Same goes for armor and combat tactics. Do you bring heavy armor to the fight hoping to stop any rounds headed your way, or do you rather focus on not getting hit at all? Heavy armor will make you slower and more conspicuous, while light armor or none at all may increase your agility, but makes the consequences of getting shot much more serious.

As a result of balancing the objectives with risks, as the game goes on, every player will end up building a very unique party, best suited to their playing style.

That’s it for today. Our next post will deal with encumbrance and movement.

 

Realistic Weapon Behaviors

Here at Shy Snake, we have a focus on realism. Let us explain how that carries over to weapon design and balance.

The nuts and bolts

We start with the real properties of a weapon, the real basics such as how many rounds it holds. We don’t use “proxy” statistics such as bursts or taps. No weird logic that leaves you with a pistol holding 4 rounds while somehow being as accurate as a sniper rifle.

This means the weapons will have the same realistic controls you would expect in real life. Most will have a single-shot mode. Quite a few have a burst mode, or full-auto mode. You may remember our earlier post, in which we talked about timelines. In a timeline-based model, if a weapon has full-auto mode, it’s 100% up to you how long you want to hold that trigger: fire a short burst or rock’n’roll until you’re empty -- completely up to you.

Accuracy and chance to hit

Here we make a pretty dramatic break with most squad-based strategy games. Rather than using a basic “hit chance” with modifiers for range and possibly cover, we go in a different direction. Our system is based on CEP (Circular error probable).

While it may seem like a lot of fairly abstract math, in practice this concept is very simple to explain.

It goes like this: The player specifies an aim point for a character. The system then calculates based on skill, time spent aiming, situation, and weapon, where the shot actually goes. From there it determines hit or miss.

This also means things such as hit location fall out of the calculation naturally. A skilled shooter with a good rifle and time to aim should consistently miss by just a couple inches at most at normal ranges. That’s probably going to be both a hit AND hit something important. A less-skilled shooter panic firing a pistol is much less likely to hit what they aimed at, and may well be a hazard to those around them.

There are three primary factors that will determine where the shot actually goes.

  1. How well did the shooter do at pointing the weapon in the right direction? Based on their skill, the time they spent aiming, and conditions such as standing, kneeling, or prone.

  2. How accurate is the weapon? Does it put the round right where it’s aimed or does it vary widely on it’s own?

  3. How stable is the round once fired? Does it veer wildly off the intended trajectory?
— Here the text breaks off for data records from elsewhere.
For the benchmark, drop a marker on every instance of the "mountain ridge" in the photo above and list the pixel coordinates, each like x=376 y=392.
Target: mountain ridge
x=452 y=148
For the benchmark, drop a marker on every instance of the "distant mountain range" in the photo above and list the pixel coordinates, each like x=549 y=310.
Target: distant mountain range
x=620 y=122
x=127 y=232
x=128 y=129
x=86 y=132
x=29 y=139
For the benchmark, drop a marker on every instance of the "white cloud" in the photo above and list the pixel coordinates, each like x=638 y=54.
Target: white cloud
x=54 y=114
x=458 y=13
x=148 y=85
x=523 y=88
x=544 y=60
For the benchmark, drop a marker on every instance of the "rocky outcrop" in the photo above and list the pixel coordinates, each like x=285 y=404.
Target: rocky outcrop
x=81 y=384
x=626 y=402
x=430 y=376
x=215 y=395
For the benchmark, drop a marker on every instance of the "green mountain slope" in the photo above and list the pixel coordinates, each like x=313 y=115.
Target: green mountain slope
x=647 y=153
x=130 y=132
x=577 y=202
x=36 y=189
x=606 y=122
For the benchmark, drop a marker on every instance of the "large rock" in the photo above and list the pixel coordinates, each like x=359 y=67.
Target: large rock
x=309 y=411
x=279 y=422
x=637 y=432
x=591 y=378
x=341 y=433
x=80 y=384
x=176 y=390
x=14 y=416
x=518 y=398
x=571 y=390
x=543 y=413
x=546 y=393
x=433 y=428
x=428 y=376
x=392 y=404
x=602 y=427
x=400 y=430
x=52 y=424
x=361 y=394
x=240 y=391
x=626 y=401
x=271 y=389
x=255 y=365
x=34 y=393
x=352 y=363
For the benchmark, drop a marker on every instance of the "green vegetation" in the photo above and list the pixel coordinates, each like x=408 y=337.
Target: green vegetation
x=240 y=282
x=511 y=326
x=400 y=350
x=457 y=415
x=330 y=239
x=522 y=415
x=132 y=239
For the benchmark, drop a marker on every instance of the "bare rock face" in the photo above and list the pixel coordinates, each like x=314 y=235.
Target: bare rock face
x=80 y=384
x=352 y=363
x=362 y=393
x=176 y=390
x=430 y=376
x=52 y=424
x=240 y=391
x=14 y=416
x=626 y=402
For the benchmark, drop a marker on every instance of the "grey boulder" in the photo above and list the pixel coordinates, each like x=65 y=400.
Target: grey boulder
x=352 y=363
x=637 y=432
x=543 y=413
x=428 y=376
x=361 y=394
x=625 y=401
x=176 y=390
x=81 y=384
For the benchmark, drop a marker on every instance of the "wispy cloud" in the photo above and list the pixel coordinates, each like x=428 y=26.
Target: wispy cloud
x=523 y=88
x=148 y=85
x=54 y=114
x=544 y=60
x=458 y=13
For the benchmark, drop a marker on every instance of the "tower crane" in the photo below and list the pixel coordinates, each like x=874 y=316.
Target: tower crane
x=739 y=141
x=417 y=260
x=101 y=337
At typical combat ranges the first is the dominant factor. It’s also where a lot of the gameplay balance for the various weapons happens. The powerful heavy weapons tend to be slow to aim and vice versa.

There's a reason the military carries assault rifles

There's a reason the military carries assault rifles

So just as in the real world, you wouldn’t want to use a sniper rifle to breach a room, just as little as you’d want to use a pistol for picking off an unaware target at long range. These curves are actually generated from the length, weight, and grip of the weapon, and are unique for each.

The player will have a wide range of options for servicing the enemy.

Recoil and burst or full auto fire

Once the player has aimed and begins to fire, the accuracy model continues to be important.

One thing almost all games get wrong, is that burst fire doesn’t affect the chance of the first and consecutive rounds fired hitting their target. In our system, once the first round is headed downrange, the recoil of the weapon is calculated against the shooters stance and ability. This degrades the aim of the weapon.

As a result the next shot will be less accurate; and each subsequent shot will be even less so, until you reach the point where the character’s ability to control the weapon will stabilize any further loss of accuracy. This means that low-recoil weapons are more desirable if you plan to throw lots of rounds downrange in a hurry.